The Cathaoirleach of Sligo County Council Councillor Seamus Kilgannon hosted a reception at County Hall to honour the Credit Union Board, staff and volunteers. Among those attending were Charles Murphy, President of the Irish League of Credit Unions, Brian McCrory, Chairman of World Council of Credit Unions, MEP Marian Harkin, Sligo County Council Chief Executive Ciarán Hayes, and Councillors Margaret Gormley, Hubert Keaney and Chris MacManus
Civic Reception for Irish League of Credit Unions
"There is scarcely a household in the country that has not been supported by their local credit union, they have been a discreet and professional presence in people’s lives. The loyalty and commitment of our members is one of our strengths, It infuses all that we do and provides focus and direction as we plan for the future. While our remit is broad and varied, the Credit Union is really about building communities"

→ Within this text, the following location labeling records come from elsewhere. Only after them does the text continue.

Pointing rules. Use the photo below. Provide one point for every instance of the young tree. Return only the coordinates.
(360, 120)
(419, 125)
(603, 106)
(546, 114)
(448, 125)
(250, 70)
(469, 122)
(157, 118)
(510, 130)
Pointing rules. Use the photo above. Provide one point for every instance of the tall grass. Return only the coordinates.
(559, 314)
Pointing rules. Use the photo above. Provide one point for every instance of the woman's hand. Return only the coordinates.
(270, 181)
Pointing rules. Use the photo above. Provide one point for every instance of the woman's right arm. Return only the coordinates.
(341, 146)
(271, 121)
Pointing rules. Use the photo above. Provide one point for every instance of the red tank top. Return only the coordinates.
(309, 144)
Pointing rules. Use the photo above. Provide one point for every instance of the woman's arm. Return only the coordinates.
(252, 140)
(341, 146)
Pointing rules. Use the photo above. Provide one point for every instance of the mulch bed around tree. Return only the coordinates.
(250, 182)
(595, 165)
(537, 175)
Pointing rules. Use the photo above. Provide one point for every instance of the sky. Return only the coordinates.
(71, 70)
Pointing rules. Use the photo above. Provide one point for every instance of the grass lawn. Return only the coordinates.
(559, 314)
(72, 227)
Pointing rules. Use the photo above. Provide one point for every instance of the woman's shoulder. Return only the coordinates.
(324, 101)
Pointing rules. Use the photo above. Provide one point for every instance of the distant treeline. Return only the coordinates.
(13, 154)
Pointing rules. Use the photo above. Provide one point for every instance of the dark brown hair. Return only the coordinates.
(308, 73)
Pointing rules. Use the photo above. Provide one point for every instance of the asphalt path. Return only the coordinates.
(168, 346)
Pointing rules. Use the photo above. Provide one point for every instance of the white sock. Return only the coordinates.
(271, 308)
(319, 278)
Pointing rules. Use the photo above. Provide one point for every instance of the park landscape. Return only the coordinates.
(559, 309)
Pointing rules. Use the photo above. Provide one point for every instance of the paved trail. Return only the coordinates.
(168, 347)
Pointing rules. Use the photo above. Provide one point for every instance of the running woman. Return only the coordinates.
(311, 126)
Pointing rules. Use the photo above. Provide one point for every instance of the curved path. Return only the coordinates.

I believe its structure is critical to its enduring success – volunteers from various backgrounds, whether farming, educational, business, civic or other, bring their differing perspectives and life-experiences to bear in framing and delivering the policies that guide the Credit Union movement for the benefit of its members. From my own experience, I see a certain symmetry between my role as a Councillor and a Credit Union Board member; Both are focused on engaging with people at important junctures in their lives, and in a wider context to empower and enhance communities.
Role of volunteers
I also think it appropriate in this year when Sligo celebrates is status as ‘European Capital of Volunteering’ to reflect on the role of the volunteer throughout the history of the Credit Union movement. Anyone looking for a template or model of voluntary endeavour should look no further than the Credit Union to consider the true value of our community volunteers, who are the back-bone of our organisation.
Of course there are challenges ahead; The implications of Brexit may not be quantified for some time, the uncertain nature of the long-term economic landscape – for our part, we have to ensure that our traditional business model is sustainable into the future. In a national context, the Credit Union has so much to offer. The skill base and professional development of Credit Union staff and directors has undergone a sea-change in recent years, and this will continue into the future.
Value to society
The Credit Union movement is very well capitalised, and we have the capacity and experience to introduce an element of choice to a very concentrated financial services sector. These issues are for another day, another forum. This evening is a celebration of the Credit Union movement, a reflection on their value to our society, a public and heart-felt tribute to our its staff and volunteers. I also have to make the point that while in the region of 2,000 children are sleeping in hotels in Dublin, with no homes to go to, with around 1,000 people on Sligo County Council’s housing waiting list, the Credit Union has between €4 and €5 billion in savings. Can you imagine the impact we could make in terms of hospitals, schools, amenities and infrastructure if these savings could be released, but we are not being listened to.’
The Cathaoileach finished his address by paying tribute to ‘A passionate advocate for our volunteers and a great friend of the Credit Union movement, MEP Marian Harkin. She has arranged for our local volunteers to be honoured in Brussels, a memory that they will cherish for the rest of their lives, and she is a passionate advocate for the Credit Union in Europe, a valued resource which is greatly appreciated.’